Overall though, in comparison to Escape, Intra is heavier, faster, and above all, darker. Ram-zet are technical masters and carry off the more difficult passages with skilful aplomb, done in such as way that it’s almost as if they’re setting themselves challenges to see how far their own abilities can be pushed. But by far the best moment of the album comes in the final track, Closing A Memory, which is the most melodic track of the album, really giving Sfinx‘s vocals a chance to shine among the pitfalls of the drum blasts and tempo changes. Some of the riffing in this song is incredible and it takes a few listens before you can actually tune yourself in to the brilliance of what’s presented before you. This also goes for the complex Born with its magnificent chorus and drumming intermingled with piano melodies and violins. This really is some of the harshest and most dynamic BnB that you’re likely to come across.

The only problem with music such as this is that it’s so far-reaching in its dynamism that a lot of the time it’s possible for it to float over your head, not only that, but the songs are so intense that it’s very difficult to listen to the entire album in one go and not feel like your brain’s been injected with plutonium.
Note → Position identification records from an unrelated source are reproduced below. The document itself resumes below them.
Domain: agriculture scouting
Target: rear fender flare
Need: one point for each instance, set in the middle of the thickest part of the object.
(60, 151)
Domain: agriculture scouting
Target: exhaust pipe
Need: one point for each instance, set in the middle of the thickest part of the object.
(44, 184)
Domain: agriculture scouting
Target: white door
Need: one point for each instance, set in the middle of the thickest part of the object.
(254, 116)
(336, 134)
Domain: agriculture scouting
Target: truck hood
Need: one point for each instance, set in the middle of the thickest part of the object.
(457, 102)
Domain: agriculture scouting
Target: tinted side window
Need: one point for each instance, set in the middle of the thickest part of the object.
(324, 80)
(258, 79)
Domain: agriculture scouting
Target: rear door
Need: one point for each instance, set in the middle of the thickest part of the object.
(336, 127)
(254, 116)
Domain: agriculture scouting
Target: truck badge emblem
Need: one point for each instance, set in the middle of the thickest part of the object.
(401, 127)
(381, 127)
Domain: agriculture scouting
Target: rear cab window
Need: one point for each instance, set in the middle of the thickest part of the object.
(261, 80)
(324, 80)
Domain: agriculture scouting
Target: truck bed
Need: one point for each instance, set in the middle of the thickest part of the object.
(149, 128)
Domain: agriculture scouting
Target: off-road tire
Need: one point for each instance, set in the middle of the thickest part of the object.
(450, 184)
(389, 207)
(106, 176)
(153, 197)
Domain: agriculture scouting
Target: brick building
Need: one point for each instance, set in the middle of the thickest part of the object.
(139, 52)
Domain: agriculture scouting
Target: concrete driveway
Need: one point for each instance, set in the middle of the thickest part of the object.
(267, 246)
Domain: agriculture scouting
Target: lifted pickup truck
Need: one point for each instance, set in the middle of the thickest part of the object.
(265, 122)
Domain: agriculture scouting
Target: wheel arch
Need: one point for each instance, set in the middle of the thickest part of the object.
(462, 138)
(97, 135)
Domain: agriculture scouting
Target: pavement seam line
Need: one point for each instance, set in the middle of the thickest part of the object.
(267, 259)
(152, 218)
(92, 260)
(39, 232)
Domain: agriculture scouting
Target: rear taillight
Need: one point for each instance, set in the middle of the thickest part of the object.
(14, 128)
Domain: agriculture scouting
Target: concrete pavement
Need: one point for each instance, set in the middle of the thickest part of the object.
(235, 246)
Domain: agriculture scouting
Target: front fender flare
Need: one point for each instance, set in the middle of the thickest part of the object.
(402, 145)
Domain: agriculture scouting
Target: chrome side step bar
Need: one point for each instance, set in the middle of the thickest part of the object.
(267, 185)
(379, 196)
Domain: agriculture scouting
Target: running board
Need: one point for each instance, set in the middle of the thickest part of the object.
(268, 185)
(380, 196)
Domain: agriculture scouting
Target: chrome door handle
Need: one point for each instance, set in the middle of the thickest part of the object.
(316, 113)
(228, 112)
Intra is hardly an album that you can put on and drift away to, it demands your attention to the very ends of your dendrites and axons to the point where it will force you to feel every last blast and guitar shimmy in its whim. Intra is not for the faint of heart or for the frail of ear, nor is it the kind of music that you might get into over a period of time, you’ll know pretty soon whether its for you or not and whether it’s the kind of stuff you’ll want to spend your time exploring. Intra is one of the heaviest and uncompromising albums to hit the Gothic Metal scene this year. Rarely do such carnivorous, obdurate compositions come to light for the casual listener so it’s worth paying this one serious attention, because there’s no other way you’ll be able to experience it.